15. Counsel for the plaintiff suggested that, looking at those periods in recent years when he has been in employment, his average net wage was around $368 per week. He suggests this as the basis for calculating economic loss, but concedes that an adjustment of the normal 15% for contingencies to 30% would be appropriate, given the applicant's age and employment record. This average is significantly below what Mr Webb has in fact earned in recent years. Counsel for the defendant disputed this approach, as the average wage figure only represents the period of his employment, and fails to take into account the 1993 arrangement where the plaintiff chose to work for no monetary income.

16. Nevertheless, his income earning capacity, for which he is to be compensated, remained with him in 1993, but has now been lost.

17. While the approach of Counsel for the plaintiff does involve a degree of "double prophesy" in the sense referred to in Laird v Smith, it does assist me. A notional wage of around $350 per week, which is substantially lower than what he has in fact earned for periods of time, would, when its present value is calculated and when a discount for contingencies is applied, lead to an award of some $130,000.
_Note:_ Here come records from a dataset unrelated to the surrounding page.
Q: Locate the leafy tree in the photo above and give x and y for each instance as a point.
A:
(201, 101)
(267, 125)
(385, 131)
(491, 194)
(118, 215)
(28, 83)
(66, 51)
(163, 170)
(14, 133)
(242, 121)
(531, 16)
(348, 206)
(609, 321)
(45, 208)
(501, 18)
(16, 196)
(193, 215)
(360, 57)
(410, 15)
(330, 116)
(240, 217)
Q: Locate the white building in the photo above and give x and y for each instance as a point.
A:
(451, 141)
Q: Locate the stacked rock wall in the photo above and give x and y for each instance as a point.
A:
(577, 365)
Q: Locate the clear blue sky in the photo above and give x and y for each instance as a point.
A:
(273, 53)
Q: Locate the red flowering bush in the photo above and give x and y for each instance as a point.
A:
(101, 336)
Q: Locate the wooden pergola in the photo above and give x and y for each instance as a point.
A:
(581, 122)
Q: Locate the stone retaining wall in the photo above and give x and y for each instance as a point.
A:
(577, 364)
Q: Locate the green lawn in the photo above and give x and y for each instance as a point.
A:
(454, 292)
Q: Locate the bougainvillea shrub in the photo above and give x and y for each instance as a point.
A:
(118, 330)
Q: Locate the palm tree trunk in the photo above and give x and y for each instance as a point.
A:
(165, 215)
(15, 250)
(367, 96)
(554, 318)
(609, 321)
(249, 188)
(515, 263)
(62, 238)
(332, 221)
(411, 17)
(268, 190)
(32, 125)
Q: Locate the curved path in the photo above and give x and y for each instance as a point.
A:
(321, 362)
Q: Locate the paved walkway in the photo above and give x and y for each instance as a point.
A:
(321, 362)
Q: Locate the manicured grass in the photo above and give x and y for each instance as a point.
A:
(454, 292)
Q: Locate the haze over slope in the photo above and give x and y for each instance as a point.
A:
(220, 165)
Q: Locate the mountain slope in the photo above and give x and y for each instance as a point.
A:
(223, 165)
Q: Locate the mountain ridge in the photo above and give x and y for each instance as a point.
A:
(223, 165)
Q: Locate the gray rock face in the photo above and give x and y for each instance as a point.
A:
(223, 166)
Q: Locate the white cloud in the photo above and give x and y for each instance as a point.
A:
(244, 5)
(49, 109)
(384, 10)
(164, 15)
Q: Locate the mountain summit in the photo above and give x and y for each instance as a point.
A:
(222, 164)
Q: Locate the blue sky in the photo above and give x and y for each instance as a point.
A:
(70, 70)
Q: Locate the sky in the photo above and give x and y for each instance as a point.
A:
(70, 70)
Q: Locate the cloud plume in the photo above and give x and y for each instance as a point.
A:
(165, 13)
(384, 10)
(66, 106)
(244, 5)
18. If I was to take an alternative approach and seek a reasonable lump sum to reflect the plaintiff's undoubted, but not precisely calculable loss of earning capacity, recognising the substantial reality of his loss and accepting that he was, before the accident, a fit man and a hard worker who could have expected to work to retirement as, say, a truck driver and earn a good wage, an award of this order would be appropriate.

19. For future economic loss I award the sum of $130,000 as a discretionary sum inclusive of any superannuation entitlements.

20. For past economic loss, I must accept that he had chosen not to earn an income in 1993 at the time of the accident but that he had been working as a driver and storeman and could have returned to these jobs at any time up to the date of the hearing. I award $20,000 as a lump sum, inclusive of interest, to represent all past economic loss.

21. In relation to general damages, I award $40,000 in respect of his foot injury, bearing in mind his need for surgery and his ongoing discomfort. Of this, $30,000 represents past economic loss, generating an interest component of $1,540.

22. There is a modest claim for Griffiths V Kerkemeyer damages of $1,064 to reflect the assistance he received following his discharge from hospital. This sum was not disputed, and I award it.

23. Past out of pockets were agreed at $7,341 and I award this amount, with the proviso that, if they have in fact been paid by the defendant, the award is to that extent satisfied.

24. In relation to future out of pocket expenses, there is a claim particularised to provide for the contingency of future surgery. At the hearing the plaintiff's need to wear odd shoe sizes was referred to in evidence, and a claim was made in respect of this. I am not convinced that special shoes are in fact required, as the cost of hand making a pair of odd shoes appears, on the evidence of a quote before me, to exceed the cost of two normal pairs of shoes. Nevertheless, this is an expense.

25. I award $2,000 as a buffer for future expenses, including the fact that the plaintiff wears odd shoe sizes.

26. This amounts to a total award of $201,945.00, which I order, plus costs.